The NHRA allows for conservation bodies to register their interest in heritage sites. The SAHRA must maintain this list of bodies.

(b) maintain a list of conservation bodies which have, in accordance with
regulations by the heritage resources authority concerned, registered their
interest in—
(i) a geographical area; or
(ii) a category of heritage resources;

Section 25(1)(b) of the NHRA

Whenever a decision is to be taken, they need to notify these bodies and take into consideration their submissions.

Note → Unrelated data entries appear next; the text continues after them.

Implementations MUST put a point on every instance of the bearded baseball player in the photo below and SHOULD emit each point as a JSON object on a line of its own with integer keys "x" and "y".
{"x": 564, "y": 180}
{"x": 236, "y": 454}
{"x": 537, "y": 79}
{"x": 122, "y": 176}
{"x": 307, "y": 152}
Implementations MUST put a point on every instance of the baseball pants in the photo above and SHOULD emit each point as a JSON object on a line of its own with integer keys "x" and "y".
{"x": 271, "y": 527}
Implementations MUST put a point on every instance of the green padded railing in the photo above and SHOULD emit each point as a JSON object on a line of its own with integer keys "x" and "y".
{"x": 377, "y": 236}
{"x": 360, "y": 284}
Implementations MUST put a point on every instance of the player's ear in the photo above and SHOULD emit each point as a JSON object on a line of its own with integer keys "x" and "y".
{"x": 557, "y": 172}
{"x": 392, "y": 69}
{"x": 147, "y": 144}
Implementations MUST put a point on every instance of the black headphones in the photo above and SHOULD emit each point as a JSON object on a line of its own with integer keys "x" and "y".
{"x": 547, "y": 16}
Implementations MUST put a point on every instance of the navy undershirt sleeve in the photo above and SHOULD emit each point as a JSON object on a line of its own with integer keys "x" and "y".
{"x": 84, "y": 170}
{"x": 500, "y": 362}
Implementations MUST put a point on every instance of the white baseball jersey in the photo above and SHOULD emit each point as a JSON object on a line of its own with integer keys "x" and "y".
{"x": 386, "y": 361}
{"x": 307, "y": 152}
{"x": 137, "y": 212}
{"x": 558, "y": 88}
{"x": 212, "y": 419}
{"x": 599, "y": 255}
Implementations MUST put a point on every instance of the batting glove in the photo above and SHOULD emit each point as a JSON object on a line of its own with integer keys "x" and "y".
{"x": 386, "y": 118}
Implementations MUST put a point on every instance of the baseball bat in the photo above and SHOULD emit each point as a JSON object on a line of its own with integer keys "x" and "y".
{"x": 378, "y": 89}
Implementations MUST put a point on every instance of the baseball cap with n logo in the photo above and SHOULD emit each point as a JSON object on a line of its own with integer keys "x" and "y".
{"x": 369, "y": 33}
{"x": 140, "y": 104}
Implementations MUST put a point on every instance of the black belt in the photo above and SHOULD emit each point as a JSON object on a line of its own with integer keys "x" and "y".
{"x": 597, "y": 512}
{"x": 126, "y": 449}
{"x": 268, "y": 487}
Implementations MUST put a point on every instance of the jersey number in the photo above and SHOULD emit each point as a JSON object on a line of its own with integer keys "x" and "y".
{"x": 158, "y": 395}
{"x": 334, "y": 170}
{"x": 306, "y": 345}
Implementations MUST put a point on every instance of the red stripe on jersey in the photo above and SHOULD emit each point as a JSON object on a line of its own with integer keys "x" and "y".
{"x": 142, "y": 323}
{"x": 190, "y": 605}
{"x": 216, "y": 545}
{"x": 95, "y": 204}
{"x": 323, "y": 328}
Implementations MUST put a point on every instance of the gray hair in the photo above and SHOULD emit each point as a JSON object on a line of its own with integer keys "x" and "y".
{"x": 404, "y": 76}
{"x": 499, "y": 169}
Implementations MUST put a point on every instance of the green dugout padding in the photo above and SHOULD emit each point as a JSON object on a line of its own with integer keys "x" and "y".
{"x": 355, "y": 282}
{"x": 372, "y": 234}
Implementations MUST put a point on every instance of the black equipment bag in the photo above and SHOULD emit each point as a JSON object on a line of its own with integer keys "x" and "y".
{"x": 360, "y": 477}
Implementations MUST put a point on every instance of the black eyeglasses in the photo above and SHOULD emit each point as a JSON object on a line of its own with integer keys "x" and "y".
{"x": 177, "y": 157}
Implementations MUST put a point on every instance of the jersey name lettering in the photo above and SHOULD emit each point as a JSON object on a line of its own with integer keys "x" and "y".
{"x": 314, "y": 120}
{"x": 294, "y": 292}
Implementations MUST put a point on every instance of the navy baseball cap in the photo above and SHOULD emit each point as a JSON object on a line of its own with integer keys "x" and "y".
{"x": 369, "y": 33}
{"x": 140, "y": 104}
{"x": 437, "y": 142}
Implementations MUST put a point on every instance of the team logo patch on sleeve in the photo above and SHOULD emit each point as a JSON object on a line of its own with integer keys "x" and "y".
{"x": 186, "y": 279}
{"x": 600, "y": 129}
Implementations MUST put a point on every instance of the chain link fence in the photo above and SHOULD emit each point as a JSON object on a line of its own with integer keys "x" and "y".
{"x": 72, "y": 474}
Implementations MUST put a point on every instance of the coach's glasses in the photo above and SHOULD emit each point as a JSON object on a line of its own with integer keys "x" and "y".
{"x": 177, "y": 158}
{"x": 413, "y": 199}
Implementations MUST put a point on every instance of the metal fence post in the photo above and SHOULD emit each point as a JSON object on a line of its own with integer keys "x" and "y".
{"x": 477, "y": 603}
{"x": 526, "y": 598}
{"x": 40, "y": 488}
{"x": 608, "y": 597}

(c) must notify all conservation bodies which have, in terms of section 25(1)(b),
registered their interest in the geographical area in which the proposed
heritage site is situated, and give them at least 60 days to make submissions
regarding the proposed declaration, amendment or withdrawal, and in the case
of the owner, to propose conditions under which the action will be acceptable.
All submissions must be considered by the heritage resources authority before
a final decision is made;

Section 27(8)(c) of the NHRA.

So, lobby groups have immense sway on the decisions taken by provincial heritage authorities (or the SAHRA). The best way to counter this, as UFS did, was to have a very expensive and expansive public participation process to counter the views of the lobby groups. All the submissions from stakeholders, including students, were all compiled in response to claims from lobby groups. Ultimately, the tribunal favoured the overwhelming contributions of people over lobby groups. But it is not sustainable to do this for every single statue we want to remove.

Just looking at the list of heritage sites in the Free State, it’s clear how much influence lobby groups have. It will be an enormous effort to have some of this undone.

Where do we go from here?

We need to rethink how we understand and have a long think about reforming how we currently remove statues. We need more transparency for us to engage the facts of statue removal and most importantly, we need people. If people are quiet, lobby groups will win.

The lesson? Statues don’t fall if we don’t take them down. They are made of stone, bronze and metal. They will never move of their own accord. University councils and the policies they create are exactly like that. They are embedded into the raised platform of unjust histories, economies, cultures and geographies. The true statues sit on the councils of our institutions and if we do not agitate them, they will never fall.

Tshiamo Malatji, Why Statues Don’t Fall (2019)

2 thoughts on “South African statues don’t fall

  1. I absolutely enjoyed this read particularly the referral to the acts involved. Policy engagement is one of my passions which lacks in the activism space. People need to engage with policies in order for them to have the impact they possess. I love that you mention amending of policies that are no longer relevant to our lived realities. Many tend to shy from this part of the conversation. So much pity you could not say much about the internal process but thank you for this offering. It’s definitely thought provoking.